Ford Small-Block V8 Engine Swap - Swapping From Six To Eight
What do you need to convert a classic Mustang from a six-cylinder to a V-8?
Because we have performed a number of six to V-8 conversions in this magazine's 30-year history, you'd think we'd have it all down to a methodical process. However, each and every project brings its own challenges. Our '67 hardtop was no exception. We learned to plan better for one thing. We installed a JMC Motorsports hydraulic clutch along with a Master Power brake booster and discovered quickly the two will not work well together no matter what kind of modifications are made. That's when we went to a Modern Driveline cable clutch and Trans Am Racing power brake booster instead. Both cleared each other nicely.

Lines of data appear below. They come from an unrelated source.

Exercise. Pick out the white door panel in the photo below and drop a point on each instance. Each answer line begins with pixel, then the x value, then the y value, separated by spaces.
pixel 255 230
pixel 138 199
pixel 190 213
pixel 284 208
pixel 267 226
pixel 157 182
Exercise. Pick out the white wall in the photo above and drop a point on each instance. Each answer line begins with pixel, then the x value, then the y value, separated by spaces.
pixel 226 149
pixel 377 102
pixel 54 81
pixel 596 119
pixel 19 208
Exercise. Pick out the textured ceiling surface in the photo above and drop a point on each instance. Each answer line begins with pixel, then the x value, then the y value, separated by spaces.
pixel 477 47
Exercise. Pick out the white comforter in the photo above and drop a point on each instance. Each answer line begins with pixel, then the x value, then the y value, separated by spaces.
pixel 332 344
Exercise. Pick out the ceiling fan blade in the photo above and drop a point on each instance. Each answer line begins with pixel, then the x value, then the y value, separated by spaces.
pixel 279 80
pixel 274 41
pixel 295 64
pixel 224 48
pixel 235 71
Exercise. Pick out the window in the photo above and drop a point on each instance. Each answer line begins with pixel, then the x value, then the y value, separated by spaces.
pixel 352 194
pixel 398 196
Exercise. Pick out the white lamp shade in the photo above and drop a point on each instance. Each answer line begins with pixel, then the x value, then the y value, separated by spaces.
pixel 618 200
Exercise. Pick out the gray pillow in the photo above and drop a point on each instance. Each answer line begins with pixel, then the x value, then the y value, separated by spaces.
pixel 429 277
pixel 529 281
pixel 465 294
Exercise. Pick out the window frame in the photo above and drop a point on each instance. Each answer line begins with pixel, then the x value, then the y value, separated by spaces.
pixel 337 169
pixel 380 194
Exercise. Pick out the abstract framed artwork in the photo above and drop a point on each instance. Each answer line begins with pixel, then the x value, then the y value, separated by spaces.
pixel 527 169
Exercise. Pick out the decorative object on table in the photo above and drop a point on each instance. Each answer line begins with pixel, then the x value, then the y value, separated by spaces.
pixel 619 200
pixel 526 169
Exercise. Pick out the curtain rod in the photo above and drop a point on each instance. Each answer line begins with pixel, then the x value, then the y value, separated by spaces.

We also learned about exhaust systems, headers, and pipe size. We needed a stock 2- or 2 ¼-inch dual exhaust system from Virginia Classic Mustang instead of the JBA system we ultimately went with. The JBA system is terrific and offers perfect fit. What's more, it yields a throaty bark with minimal backpressure. However, the JBA system is designed more for 400-500-horse small-block engines due to its 2 ½-inch pipes and straight-through mufflers.
Ride height is another issue we didn't address until the car was complete. We needed five-leaf mid-eye springs for more acceptable ride height. We went with four-leaf mid-eye and got less ride height than we bargained for.
The best advice we can offer to readers contemplating a six to eight conversion is to plan ahead and do your homework beforehand.